Pour les récits de voyages, qui se rattachent tantôt aux Lettres et plus souvent aux Mémoires, les meilleurs sont des œuvres d’art, comme les deux livres de Fromentin sur l’Algérie, ou le Voyage aux Pyrénées de Taine, ou ces exquises Sensations d’Italie qu’a données M. Bourget. À côté de ces œuvres consciemment composées pour un effet esthétique, se rencontrent de vrais journaux écrits au jour le jour, au hasard des rencontres : comme ces notes posthumes de Michelet qu’on a récemment publiées.

Tous ces ouvrages sont accueillis avec empressement, et il faut qu’ils soient bien médiocres pour n’obtenir aucun succès.
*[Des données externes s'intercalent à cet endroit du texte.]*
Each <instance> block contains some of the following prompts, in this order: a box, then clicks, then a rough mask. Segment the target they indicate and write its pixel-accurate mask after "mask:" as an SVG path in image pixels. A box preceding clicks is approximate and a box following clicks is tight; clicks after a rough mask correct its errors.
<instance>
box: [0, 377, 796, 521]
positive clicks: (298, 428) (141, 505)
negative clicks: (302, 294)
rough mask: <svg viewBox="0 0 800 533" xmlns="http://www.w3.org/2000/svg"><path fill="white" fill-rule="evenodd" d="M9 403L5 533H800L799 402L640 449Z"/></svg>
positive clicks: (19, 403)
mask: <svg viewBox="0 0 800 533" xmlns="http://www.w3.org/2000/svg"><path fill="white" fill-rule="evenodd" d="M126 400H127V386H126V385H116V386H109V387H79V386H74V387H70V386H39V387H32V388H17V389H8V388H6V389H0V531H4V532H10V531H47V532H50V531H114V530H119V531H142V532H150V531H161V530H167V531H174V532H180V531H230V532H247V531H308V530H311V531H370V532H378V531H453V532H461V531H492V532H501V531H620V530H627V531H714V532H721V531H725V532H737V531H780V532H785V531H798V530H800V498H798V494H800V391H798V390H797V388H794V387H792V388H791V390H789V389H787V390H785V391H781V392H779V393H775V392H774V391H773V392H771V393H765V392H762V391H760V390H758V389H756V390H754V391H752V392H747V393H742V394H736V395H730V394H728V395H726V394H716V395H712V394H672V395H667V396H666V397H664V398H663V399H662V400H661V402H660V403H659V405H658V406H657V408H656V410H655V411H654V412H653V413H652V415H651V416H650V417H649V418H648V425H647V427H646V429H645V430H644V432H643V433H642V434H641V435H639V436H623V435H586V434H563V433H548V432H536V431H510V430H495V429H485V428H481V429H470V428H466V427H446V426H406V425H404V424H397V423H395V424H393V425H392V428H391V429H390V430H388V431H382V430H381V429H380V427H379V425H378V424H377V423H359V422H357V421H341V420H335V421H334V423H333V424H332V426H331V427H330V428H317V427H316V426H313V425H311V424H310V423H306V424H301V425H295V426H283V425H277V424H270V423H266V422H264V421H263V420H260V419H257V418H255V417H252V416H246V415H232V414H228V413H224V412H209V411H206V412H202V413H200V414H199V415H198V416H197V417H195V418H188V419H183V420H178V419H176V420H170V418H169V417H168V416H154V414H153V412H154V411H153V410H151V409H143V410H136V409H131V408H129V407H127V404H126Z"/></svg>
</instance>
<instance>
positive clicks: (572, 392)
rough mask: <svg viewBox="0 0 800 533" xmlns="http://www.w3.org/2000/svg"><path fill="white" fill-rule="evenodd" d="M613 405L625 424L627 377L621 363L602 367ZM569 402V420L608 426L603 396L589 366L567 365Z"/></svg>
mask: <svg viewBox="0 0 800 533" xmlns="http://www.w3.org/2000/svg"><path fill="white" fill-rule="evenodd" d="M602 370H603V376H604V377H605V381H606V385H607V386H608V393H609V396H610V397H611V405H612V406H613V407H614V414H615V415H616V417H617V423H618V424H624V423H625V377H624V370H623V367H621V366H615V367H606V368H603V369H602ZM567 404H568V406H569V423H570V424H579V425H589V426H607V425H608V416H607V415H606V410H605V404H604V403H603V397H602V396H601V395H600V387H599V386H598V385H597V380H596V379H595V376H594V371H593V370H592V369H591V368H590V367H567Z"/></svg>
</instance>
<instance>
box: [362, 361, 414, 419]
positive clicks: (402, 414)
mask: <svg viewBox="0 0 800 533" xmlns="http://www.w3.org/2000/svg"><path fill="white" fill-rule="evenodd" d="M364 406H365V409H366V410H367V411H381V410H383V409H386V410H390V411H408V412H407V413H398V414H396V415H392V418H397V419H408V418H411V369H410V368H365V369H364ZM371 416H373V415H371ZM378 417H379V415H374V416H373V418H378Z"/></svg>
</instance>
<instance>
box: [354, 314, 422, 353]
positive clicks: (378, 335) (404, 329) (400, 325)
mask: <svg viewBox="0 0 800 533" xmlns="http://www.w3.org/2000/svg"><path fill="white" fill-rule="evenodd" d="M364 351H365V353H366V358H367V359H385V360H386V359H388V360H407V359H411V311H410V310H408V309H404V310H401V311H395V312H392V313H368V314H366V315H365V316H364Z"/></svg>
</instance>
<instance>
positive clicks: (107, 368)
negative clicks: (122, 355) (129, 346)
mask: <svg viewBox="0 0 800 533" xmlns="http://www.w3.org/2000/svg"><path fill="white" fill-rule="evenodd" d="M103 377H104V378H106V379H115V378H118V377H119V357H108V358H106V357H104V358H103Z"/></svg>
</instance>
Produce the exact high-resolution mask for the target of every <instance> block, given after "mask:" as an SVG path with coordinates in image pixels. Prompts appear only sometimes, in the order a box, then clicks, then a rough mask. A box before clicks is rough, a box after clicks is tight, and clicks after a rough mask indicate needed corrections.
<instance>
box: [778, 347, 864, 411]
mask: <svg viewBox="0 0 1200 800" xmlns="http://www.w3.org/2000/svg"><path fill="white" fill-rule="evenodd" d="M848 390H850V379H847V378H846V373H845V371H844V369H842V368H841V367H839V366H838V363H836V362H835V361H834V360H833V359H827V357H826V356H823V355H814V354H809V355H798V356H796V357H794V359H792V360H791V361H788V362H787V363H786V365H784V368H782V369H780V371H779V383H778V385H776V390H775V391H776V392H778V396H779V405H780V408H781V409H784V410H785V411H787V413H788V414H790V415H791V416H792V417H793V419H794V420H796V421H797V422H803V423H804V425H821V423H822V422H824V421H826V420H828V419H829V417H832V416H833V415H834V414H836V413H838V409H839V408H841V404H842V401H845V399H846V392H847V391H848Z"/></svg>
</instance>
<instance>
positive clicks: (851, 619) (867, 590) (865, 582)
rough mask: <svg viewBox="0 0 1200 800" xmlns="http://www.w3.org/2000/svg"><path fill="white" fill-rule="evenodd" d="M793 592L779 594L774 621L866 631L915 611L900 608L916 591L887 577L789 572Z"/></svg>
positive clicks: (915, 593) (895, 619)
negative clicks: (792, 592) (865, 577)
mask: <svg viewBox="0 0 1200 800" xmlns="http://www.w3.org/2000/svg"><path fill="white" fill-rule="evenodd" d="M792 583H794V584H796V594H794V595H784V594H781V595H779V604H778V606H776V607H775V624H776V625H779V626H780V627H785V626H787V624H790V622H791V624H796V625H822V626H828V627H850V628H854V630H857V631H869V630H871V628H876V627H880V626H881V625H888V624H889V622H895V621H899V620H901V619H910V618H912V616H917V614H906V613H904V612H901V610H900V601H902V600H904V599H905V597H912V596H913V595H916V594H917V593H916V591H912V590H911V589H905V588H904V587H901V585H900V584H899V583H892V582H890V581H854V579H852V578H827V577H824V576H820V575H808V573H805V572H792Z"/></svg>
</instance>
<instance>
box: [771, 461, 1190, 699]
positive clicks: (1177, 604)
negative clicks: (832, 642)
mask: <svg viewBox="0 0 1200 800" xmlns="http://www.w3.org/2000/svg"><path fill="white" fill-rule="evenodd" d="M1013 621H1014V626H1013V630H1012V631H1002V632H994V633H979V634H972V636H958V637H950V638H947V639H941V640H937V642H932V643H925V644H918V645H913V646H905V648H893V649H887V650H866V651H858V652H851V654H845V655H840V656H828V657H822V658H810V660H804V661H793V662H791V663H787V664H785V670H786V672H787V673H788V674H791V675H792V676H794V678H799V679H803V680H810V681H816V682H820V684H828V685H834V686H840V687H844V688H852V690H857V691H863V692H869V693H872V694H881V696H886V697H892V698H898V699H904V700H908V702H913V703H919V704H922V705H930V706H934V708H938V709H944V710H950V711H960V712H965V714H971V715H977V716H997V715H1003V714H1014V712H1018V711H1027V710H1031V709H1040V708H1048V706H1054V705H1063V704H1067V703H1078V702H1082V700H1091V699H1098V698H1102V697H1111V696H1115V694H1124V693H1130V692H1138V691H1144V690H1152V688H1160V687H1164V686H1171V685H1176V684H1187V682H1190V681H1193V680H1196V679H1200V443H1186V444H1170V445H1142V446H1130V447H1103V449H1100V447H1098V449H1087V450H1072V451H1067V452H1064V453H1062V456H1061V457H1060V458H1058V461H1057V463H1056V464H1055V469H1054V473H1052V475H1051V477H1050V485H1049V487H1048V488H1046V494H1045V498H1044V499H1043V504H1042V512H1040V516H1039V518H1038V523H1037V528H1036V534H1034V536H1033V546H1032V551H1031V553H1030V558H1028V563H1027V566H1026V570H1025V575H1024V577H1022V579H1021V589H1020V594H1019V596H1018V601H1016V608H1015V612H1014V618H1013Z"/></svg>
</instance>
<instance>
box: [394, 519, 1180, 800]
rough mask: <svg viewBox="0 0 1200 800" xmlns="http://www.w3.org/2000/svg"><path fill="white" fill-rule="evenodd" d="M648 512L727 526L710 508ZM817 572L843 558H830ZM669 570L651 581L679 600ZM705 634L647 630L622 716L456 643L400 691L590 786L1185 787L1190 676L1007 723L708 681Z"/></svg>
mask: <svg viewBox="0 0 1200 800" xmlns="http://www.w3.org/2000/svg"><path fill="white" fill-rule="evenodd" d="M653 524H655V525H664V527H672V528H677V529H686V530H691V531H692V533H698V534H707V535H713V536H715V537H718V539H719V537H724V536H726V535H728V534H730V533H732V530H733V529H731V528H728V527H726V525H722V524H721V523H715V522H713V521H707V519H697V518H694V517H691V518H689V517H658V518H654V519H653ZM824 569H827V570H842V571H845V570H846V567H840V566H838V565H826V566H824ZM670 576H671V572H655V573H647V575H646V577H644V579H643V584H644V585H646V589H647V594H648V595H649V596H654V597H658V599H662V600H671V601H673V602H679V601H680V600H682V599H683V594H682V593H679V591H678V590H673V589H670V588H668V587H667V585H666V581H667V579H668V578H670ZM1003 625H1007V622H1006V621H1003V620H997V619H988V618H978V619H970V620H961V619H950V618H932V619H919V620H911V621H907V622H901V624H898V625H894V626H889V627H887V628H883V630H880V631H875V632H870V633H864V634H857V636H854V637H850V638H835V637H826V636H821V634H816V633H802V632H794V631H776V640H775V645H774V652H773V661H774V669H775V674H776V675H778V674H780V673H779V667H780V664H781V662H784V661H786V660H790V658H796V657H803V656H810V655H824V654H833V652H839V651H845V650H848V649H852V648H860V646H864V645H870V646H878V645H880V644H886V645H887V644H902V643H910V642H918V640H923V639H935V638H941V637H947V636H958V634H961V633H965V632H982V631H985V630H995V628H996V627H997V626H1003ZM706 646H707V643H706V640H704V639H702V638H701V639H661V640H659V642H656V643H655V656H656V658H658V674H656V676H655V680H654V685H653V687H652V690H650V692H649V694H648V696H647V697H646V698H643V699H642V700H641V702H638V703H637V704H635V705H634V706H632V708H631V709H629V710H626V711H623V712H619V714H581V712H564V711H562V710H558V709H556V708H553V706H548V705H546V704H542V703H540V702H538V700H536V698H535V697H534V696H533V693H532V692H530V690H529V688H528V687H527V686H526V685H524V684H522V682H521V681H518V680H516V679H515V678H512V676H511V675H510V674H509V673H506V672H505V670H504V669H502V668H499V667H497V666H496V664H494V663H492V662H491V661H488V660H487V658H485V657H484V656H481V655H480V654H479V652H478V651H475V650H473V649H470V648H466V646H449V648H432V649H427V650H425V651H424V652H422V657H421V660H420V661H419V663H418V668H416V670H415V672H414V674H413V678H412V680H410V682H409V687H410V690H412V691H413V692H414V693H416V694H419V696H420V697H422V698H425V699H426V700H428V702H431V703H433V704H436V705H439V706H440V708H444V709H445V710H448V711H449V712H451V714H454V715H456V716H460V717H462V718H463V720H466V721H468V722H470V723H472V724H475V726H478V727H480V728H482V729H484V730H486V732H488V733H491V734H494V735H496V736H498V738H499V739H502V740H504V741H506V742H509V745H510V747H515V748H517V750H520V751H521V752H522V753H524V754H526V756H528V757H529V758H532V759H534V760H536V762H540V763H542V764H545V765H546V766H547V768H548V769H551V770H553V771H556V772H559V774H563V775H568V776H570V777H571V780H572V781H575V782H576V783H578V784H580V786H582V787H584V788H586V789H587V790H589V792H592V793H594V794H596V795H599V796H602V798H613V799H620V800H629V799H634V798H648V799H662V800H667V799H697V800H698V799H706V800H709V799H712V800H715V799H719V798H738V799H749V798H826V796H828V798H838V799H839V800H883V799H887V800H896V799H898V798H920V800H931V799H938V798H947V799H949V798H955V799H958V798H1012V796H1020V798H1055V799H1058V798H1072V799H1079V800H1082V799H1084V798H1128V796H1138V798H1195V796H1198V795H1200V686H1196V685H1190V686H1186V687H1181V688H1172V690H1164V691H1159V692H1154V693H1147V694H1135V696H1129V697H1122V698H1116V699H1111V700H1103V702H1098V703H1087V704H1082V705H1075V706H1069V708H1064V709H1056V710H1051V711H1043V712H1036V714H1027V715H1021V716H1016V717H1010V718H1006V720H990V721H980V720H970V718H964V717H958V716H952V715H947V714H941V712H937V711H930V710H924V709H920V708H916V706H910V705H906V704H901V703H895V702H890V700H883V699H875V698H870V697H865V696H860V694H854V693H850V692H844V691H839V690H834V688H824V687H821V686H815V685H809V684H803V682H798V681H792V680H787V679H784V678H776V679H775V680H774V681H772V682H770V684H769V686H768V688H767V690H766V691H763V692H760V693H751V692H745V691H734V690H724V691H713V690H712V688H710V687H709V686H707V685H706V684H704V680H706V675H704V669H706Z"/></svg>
Il semble que le public soit las de fictions et savoure la certitude de la réalité des récits et descriptions que ces sortes d’écrits lui offrent. Il semble aussi que son éducation esthétique soit au point qu’il est apte à extraire lui-même d’une matière brute les possibilités de plaisir littéraire qu’elle contient, et qu’il se plaise à faire ce travail plutôt qu’à le recevoir tout fait d’un artiste habile. Il cueille la psychologie et le pittoresque épars dans toutes ces écritures, et si peu qu’il en récolte, son effort, autant que son gain, le contente. Enfin, il est vrai aussi que la frivolité d’esprit, l’inaptitude à penser, trouvent leur compte à ces lectures qui ne présentent que des choses particulières.